En los últimos años, la comunidad internacional ha sido testigo del regreso de Rusia como un actor global importante. Desde que Vladimir Putin ocupó la presidencia de la Federación Rusa en 2000, pero sobre todo desde 2012, Rusia ha llevado a cabo una campaña sofisticada, con buenos recursos y, hasta ahora, exitosa para expandir su influencia global. Desde 2012, coincidiendo con el comienzo del tercer mandato de Vladimir Putin como presidente de la Federación Rusa (entre 2008 y 2012 Putin ejerció como primer ministro, mientras Dmitri Medvedev fue presidente), los horizontes de la política exterior rusa cambiaron considerablemente, ya que la escala y el alcance de sus actividades se expandieron tanto geográfica como operativamente.
Moscú ha perseguido una serie de objetivos, entre los cuales especialmente destacan: el regreso de Rusia como una gran potencia global, promover sus intereses geopolíticos, económicos y energéticos, socavar el orden internacional liderado por EEUU, así como reforzar la legitimidad doméstica de Vladimir Putin. Para cumplir con estos objetivos, el Kremlin ha confiado en herramientas diplomáticas, militares, de inteligencia, cibernéticas, de campañas de desinformación, comerciales, energéticas y financieras para ejercer influencia política y expandir su huella global.
Rusia es el país más grande del mundo, con más de 17 millones de km². Con esa extensión, no es de extrañar que el país haya estado históricamente implicado en numerosas disputas territoriales. De hecho, en los dos últimos siglos, las fronteras de Rusia han cambiado en más de ochenta ocasiones, perdiendo unos 3,4 millones de km². Si bien tras el fin de la Unión Soviética Rusia vivió un periodo de relativa estabilidad con los países vecinos, la presidencia de Vladímir Putin, en el poder desde hace un cuarto de siglo, ha revitalizado el irredentismo ruso y con él varias disputas territoriales con los países de su entorno, sobre todo en el lado europeo.
El irredentismo ruso se basa en su mito fundacional, la Rus de Kiev, una federación de tribus eslavas con capital en Kiev y que tanto Ucrania como Rusia entienden como el inicio de su historia. Para Rusia, todos aquellos que conformaron esa federación — y posteriormente el Imperio ruso— comparten la cultura cristiana ortodoxa y el idioma ruso, y por tanto deben ser estados aliados y mantenerse en su zona de influencia.

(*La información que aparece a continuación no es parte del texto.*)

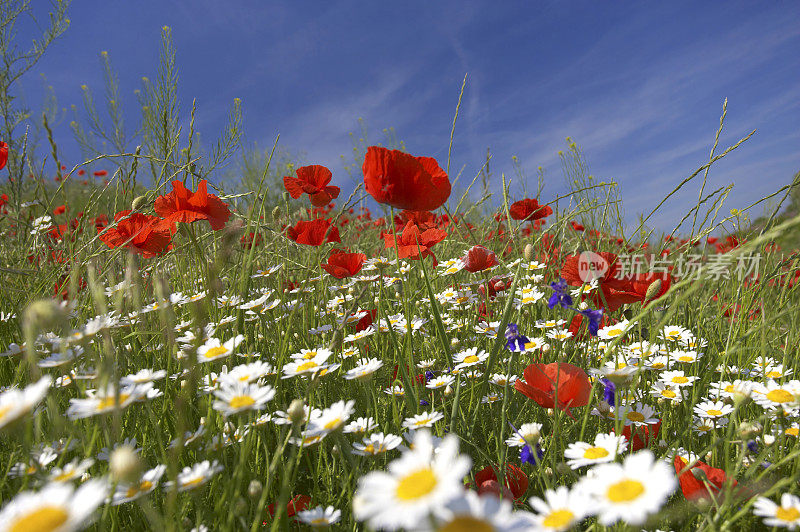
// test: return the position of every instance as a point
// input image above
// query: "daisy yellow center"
(143, 486)
(216, 351)
(635, 416)
(780, 396)
(416, 485)
(787, 514)
(332, 424)
(558, 519)
(625, 491)
(467, 523)
(594, 453)
(308, 365)
(242, 401)
(44, 518)
(109, 402)
(192, 483)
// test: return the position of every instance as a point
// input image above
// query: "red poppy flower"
(341, 264)
(695, 489)
(404, 181)
(314, 232)
(312, 180)
(529, 210)
(516, 481)
(141, 233)
(182, 205)
(297, 504)
(562, 382)
(478, 259)
(414, 243)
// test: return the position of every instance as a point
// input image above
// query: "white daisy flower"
(712, 409)
(57, 507)
(560, 509)
(469, 357)
(605, 449)
(214, 349)
(236, 396)
(677, 378)
(146, 484)
(630, 491)
(16, 403)
(360, 426)
(471, 511)
(418, 483)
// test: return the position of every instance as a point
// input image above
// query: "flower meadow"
(391, 356)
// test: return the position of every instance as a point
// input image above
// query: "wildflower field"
(282, 352)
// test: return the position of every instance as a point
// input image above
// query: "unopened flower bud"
(139, 202)
(296, 412)
(528, 252)
(653, 290)
(44, 314)
(254, 489)
(125, 465)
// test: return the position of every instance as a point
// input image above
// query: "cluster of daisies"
(423, 487)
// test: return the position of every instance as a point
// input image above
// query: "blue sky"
(638, 85)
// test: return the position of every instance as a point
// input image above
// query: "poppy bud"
(254, 489)
(529, 252)
(139, 202)
(44, 314)
(653, 290)
(124, 464)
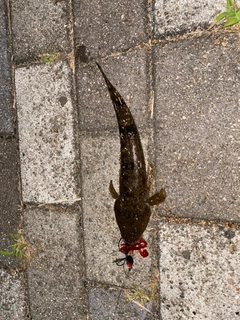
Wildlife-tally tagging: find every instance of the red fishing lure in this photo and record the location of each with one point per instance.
(132, 205)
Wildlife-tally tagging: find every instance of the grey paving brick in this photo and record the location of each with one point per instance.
(199, 268)
(100, 164)
(6, 114)
(46, 140)
(112, 304)
(173, 16)
(198, 125)
(106, 27)
(39, 27)
(55, 271)
(129, 73)
(9, 197)
(12, 296)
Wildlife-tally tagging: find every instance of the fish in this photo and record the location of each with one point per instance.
(132, 203)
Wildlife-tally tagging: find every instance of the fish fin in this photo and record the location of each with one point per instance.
(150, 175)
(157, 198)
(112, 190)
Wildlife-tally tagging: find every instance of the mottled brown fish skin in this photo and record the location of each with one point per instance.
(131, 207)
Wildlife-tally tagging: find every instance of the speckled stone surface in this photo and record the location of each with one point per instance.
(6, 101)
(198, 124)
(55, 272)
(12, 295)
(46, 139)
(113, 304)
(39, 27)
(106, 27)
(171, 16)
(200, 274)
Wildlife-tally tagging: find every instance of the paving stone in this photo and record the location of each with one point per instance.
(46, 139)
(106, 27)
(39, 27)
(198, 125)
(6, 114)
(112, 304)
(173, 16)
(12, 296)
(100, 164)
(129, 73)
(55, 271)
(9, 197)
(199, 268)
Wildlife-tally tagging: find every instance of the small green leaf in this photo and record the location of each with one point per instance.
(231, 22)
(221, 16)
(5, 253)
(229, 5)
(231, 14)
(14, 235)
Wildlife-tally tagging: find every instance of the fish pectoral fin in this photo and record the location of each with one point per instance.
(157, 198)
(112, 190)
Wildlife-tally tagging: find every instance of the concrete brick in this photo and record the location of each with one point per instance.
(39, 27)
(112, 304)
(6, 111)
(173, 16)
(197, 126)
(12, 296)
(199, 268)
(107, 27)
(46, 139)
(10, 216)
(55, 272)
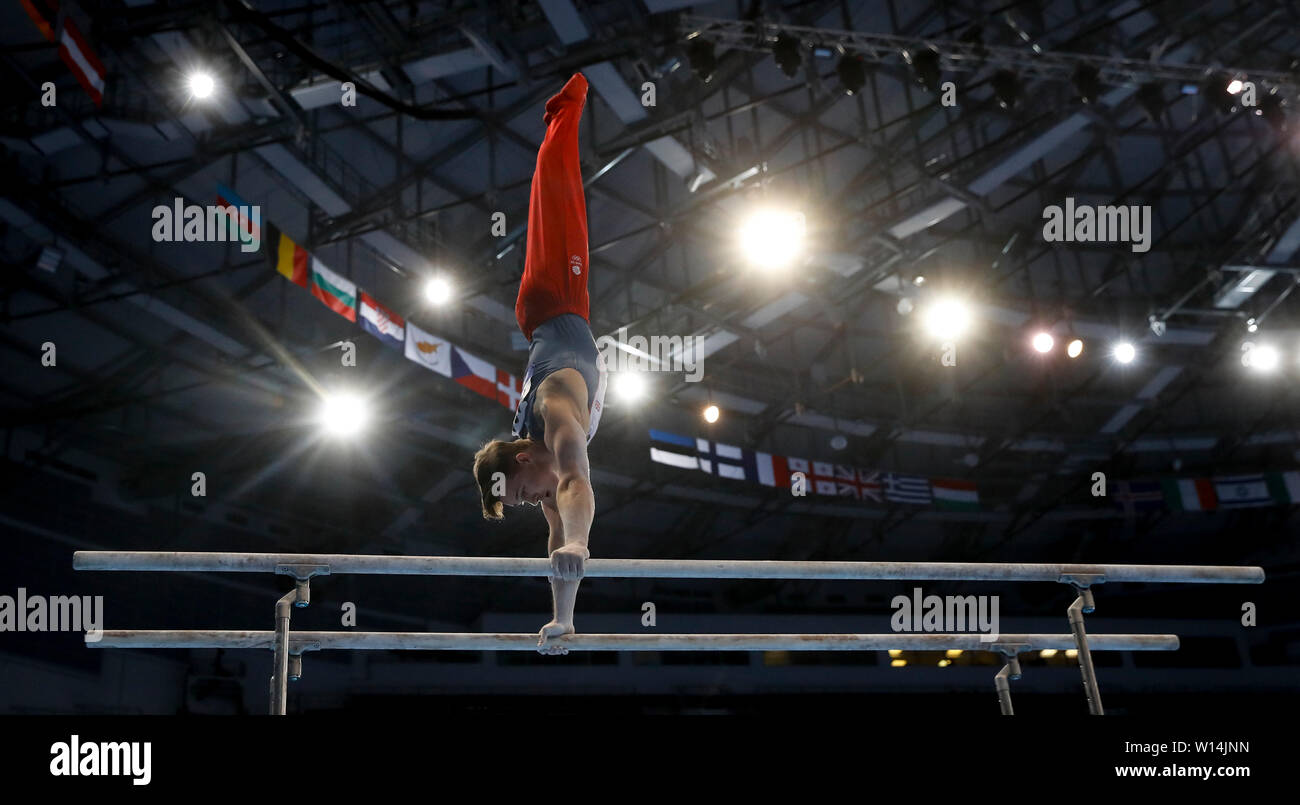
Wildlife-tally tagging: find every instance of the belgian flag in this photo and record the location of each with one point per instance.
(289, 258)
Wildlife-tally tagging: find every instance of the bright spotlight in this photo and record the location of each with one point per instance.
(772, 238)
(437, 290)
(947, 319)
(631, 386)
(202, 85)
(1262, 358)
(343, 414)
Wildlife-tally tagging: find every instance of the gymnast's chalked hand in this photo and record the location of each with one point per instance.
(567, 561)
(553, 630)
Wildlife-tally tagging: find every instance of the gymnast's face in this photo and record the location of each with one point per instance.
(532, 483)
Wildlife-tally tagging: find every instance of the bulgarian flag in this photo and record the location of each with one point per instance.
(337, 291)
(1191, 494)
(954, 494)
(289, 258)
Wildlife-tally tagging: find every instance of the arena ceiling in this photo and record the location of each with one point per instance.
(176, 358)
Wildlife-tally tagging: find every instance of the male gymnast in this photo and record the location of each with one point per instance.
(563, 388)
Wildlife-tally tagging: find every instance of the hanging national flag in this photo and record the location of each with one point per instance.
(289, 258)
(869, 485)
(334, 290)
(1285, 487)
(1242, 490)
(243, 229)
(954, 494)
(723, 461)
(906, 488)
(508, 389)
(473, 373)
(73, 47)
(1138, 496)
(427, 350)
(1190, 494)
(382, 323)
(674, 450)
(766, 468)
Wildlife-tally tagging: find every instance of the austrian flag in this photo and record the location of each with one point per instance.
(73, 47)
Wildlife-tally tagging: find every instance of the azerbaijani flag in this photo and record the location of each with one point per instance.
(334, 290)
(1190, 494)
(954, 494)
(382, 323)
(241, 226)
(290, 258)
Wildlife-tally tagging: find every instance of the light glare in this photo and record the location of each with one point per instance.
(437, 290)
(202, 85)
(343, 414)
(629, 385)
(947, 319)
(772, 238)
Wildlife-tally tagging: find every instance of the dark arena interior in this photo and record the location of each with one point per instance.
(950, 311)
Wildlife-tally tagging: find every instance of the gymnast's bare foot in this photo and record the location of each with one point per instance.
(553, 630)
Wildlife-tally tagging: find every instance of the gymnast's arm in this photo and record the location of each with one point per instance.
(575, 502)
(571, 518)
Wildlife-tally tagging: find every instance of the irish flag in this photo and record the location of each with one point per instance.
(954, 494)
(1285, 487)
(334, 290)
(1191, 494)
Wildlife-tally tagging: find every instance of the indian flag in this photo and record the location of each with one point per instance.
(954, 494)
(1190, 494)
(1285, 487)
(336, 290)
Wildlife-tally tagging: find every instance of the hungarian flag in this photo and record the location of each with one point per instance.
(1190, 494)
(73, 47)
(954, 494)
(334, 290)
(289, 258)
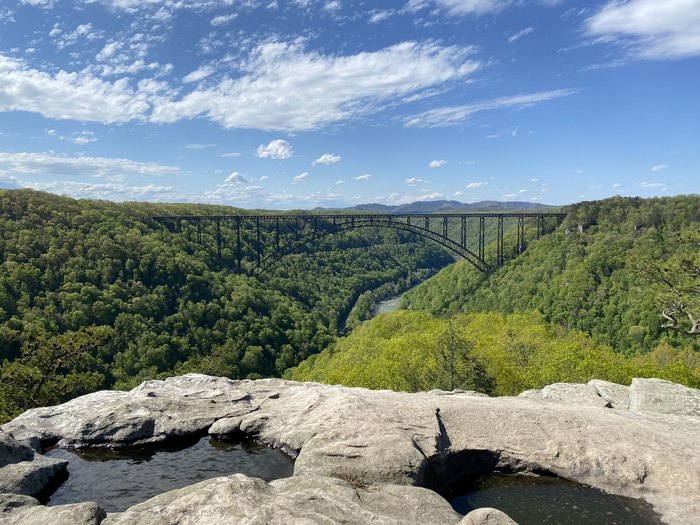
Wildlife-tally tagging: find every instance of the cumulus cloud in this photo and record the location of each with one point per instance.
(107, 191)
(276, 149)
(236, 178)
(302, 177)
(413, 181)
(652, 29)
(283, 87)
(450, 116)
(198, 74)
(222, 19)
(327, 158)
(63, 95)
(46, 164)
(523, 32)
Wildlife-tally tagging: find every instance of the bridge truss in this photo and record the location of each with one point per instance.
(275, 236)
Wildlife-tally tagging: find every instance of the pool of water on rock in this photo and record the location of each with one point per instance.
(118, 478)
(535, 500)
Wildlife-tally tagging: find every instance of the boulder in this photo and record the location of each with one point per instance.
(617, 395)
(23, 510)
(663, 397)
(379, 438)
(300, 499)
(569, 393)
(24, 471)
(487, 516)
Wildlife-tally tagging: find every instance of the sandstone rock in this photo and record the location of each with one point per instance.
(297, 500)
(617, 395)
(570, 393)
(663, 397)
(22, 471)
(23, 510)
(383, 437)
(487, 516)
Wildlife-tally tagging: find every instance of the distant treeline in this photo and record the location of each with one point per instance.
(98, 295)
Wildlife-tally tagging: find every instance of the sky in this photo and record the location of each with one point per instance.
(307, 103)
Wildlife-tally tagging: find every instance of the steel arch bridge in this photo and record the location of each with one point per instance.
(276, 236)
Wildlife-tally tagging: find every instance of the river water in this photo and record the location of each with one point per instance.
(539, 500)
(118, 479)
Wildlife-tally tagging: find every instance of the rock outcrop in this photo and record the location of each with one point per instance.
(362, 452)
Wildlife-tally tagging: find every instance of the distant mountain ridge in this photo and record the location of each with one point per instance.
(445, 205)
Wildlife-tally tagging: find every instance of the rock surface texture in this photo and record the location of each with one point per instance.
(363, 455)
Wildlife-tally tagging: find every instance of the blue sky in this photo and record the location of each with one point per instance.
(311, 103)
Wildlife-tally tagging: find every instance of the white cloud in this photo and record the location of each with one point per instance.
(653, 29)
(222, 19)
(236, 178)
(450, 116)
(378, 16)
(523, 32)
(83, 137)
(302, 177)
(284, 88)
(469, 7)
(62, 95)
(327, 158)
(46, 164)
(107, 191)
(276, 149)
(198, 74)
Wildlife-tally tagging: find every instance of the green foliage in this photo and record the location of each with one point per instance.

Dentro de ellos están, en el lado europeo, Bielorrusia y Ucrania, con los que el Kremlin ha mantenido un control paternalista desde la caída de la URSS. La idea de la Gran Rusia busca así unificar a estos pueblos eslavos, si bien hasta hace poco la única materialización había sido la anexión de Crimea en 2014, clave además para el acceso ruso al mar Negro. Desde ese año y tras el acercamiento de Ucrania a Europa, la postura rusa hacia la exrepública soviética se volvió mucho más agresiva, culminando con la invasión a gran escala del país que comenzaba en febrero de 2022 y que ya dura más de dos años.
Una de las excusas del Kremlin para la agresión militar fue la protección los rusos «étnicos» que se encontrarían oprimidos en Ucrania. En base a esto, Rusia había ya apoyado el independentismo de zonas prorrusas del país, como el Donbás — que comprende los óblast ucranianos de Donetsk y Lugansk— y reconocido su estatalidad en 2014. En septiembre de 2022, ya con la guerra iniciada, Rusia se anexionó ilegalmente Donetsk, Lugansk, Zaporiyia y Jersón.